Schließlich gibt es nicht nur die bis auf die einzelne Papierfaser runtergehenden Unglaublichmodelle sondern auch solche die sich mit den Mitteln des Normalsterblichen bauen lassen. Es war mein zweites Kartonmodell (nach der Proud Mary von Schreiber); lediglich in den 80ern habe ich das AKW-Modell gebaut—das ist allerdings irgendwann einem Umzug zum Opfer gefallen. Faszinierend finde ich die tollen Konstal-Straßenbahnmodelle von Modelik -- aber realistisch bleiben, die sind erstmal weit über meinen Fähigkeiten.
Muss da auch dem Besitzer des Ladens im Nachhinein dankbar sein in den ich nach einigem Stöbern hier im Forum gelatscht bin. Natürlich wollte ich auch so ein tolles HMV-Modell; der Rat doch erstmal mit was Einfacherem anzufangen war genau richtig. Schon bei der Straßenbahn gabs erste Fortschritte im Vergleich zum Schiff.
Allerdings sind die Schreiber-Modelle an einigen Stellen aus meiner Sicht denn doch zu sehr vereinfacht und mit geringen Mitteln ist mehr draus zu machen. Das fällt (dem Modellbahner) eh auf und noch mehr beim Vergleich mit dem Vorbild. Der Stuttgarter Straßenbahnwagen hat den Vorteil dass er noch in Natura existiert und für Sonderfahrten eingesetzt wird. Es finden sich also viele Bilder im Netz aus denen sich gute Inspirationen ableiten lassen. Baue allerdings wie mir gefällt, es muss nicht sklavisch Vorbildgetreu sein. Echte Profis wären sicherlich nach Stuttgart zum Straßenbahnmuseum gefahren und hätten den Wagen in Natura angeschaut…bin aber kein echter Profi.
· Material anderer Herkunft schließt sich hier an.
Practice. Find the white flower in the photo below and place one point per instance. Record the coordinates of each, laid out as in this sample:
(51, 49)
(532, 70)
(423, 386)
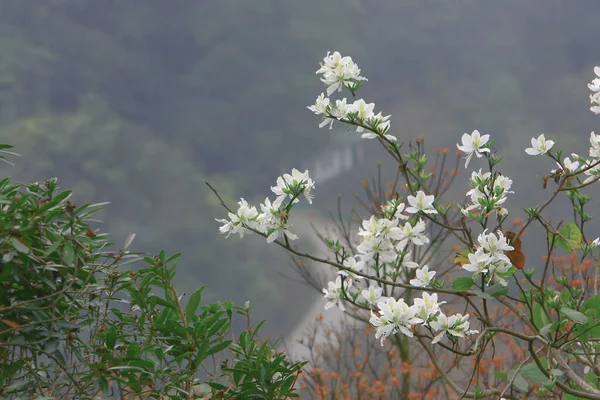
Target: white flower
(338, 72)
(291, 186)
(362, 110)
(595, 145)
(595, 85)
(539, 146)
(494, 245)
(373, 294)
(595, 88)
(394, 316)
(478, 262)
(340, 109)
(372, 247)
(245, 215)
(407, 261)
(274, 222)
(457, 325)
(423, 277)
(321, 105)
(473, 143)
(393, 209)
(334, 294)
(496, 270)
(570, 166)
(502, 185)
(421, 203)
(427, 307)
(415, 234)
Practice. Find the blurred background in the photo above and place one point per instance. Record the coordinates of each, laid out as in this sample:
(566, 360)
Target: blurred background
(139, 103)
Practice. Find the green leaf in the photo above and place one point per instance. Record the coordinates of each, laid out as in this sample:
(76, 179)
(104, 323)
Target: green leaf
(593, 303)
(193, 304)
(570, 237)
(111, 337)
(574, 316)
(497, 290)
(533, 374)
(520, 383)
(501, 375)
(68, 254)
(462, 284)
(19, 245)
(540, 320)
(218, 347)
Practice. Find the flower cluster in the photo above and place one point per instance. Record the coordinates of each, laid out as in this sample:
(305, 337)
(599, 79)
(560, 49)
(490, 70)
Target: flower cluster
(595, 88)
(339, 72)
(396, 316)
(384, 240)
(539, 146)
(488, 193)
(475, 143)
(489, 259)
(273, 220)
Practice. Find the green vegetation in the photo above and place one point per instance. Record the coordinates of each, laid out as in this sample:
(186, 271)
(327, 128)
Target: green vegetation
(140, 104)
(77, 322)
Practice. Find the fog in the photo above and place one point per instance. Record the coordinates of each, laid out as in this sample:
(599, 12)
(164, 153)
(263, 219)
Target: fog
(140, 103)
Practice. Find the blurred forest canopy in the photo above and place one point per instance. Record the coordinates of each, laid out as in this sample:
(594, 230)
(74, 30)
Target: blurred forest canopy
(156, 97)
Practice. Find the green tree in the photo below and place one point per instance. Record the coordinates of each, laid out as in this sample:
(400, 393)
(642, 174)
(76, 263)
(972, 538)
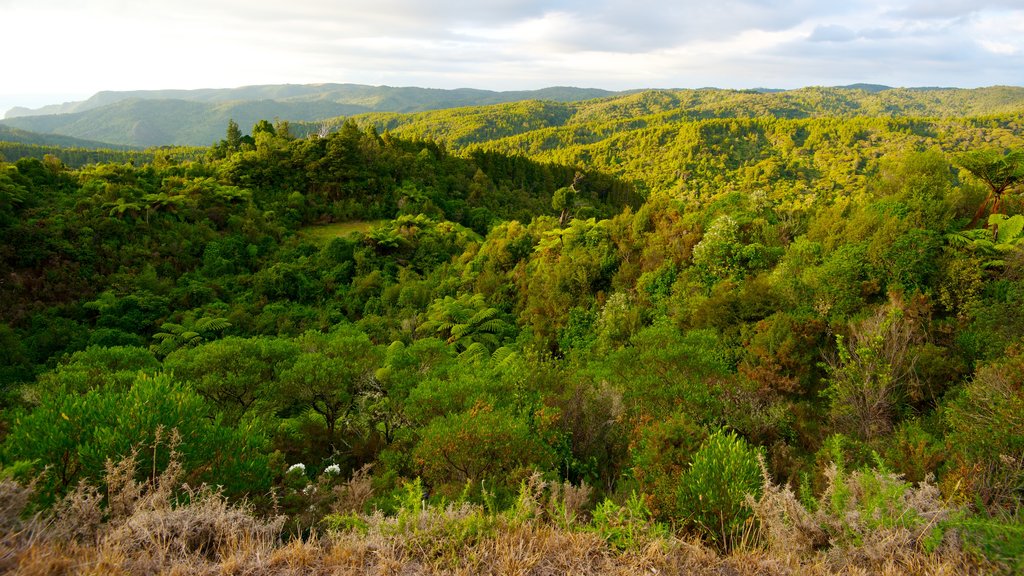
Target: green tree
(237, 375)
(329, 372)
(999, 170)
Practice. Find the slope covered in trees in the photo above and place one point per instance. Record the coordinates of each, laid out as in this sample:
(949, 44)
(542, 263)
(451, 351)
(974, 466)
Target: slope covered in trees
(837, 302)
(147, 118)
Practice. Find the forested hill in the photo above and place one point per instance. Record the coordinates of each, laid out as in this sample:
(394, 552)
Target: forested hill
(800, 142)
(798, 340)
(197, 117)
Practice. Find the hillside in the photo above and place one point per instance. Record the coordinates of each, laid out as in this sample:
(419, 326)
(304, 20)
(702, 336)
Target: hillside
(198, 117)
(600, 118)
(8, 134)
(684, 331)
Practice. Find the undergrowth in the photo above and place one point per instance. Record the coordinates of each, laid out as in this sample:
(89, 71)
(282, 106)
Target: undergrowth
(865, 522)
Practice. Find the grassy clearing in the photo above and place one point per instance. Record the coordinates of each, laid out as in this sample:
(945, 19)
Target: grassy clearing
(327, 233)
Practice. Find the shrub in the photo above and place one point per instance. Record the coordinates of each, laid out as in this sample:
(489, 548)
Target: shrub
(712, 493)
(659, 457)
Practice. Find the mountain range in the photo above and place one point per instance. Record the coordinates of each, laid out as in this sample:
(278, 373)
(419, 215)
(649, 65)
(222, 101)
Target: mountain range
(150, 118)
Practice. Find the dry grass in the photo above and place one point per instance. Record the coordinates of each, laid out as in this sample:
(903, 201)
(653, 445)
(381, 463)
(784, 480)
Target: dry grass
(160, 527)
An den Plattformen sind die Stangen aus Draht und auch die Haltegriffe sind ergänzt. Letzteres habe ich leider zu spät überlegt, da war die Außenhaut schon aufgeklebt und ich musste von der Kante her ein Loch bohren. Einfach eine Aussparrung in die Kartonseele und dann erste die Außenbeplankung aufkleben wäre viel einfacher gewesen …. aber warum einfach wenn es auch kompliziert geht?.
Na gut, ich muss zugeben, eigentlich war die Griffstange ja der Ansatzpunkt für Veränderungen überhaupt. Schließlich bin ich in der Zeit modellbahnerisch sozialisiert als die angespritzten Griffstangen durch die freistehenden ersetzt wurden... dann kamen ja die freistehenden Scheibenwischer, die geätzten und durchbrochenen Trittstufen und Dachläufe, die Metallräder bei Dampfloks...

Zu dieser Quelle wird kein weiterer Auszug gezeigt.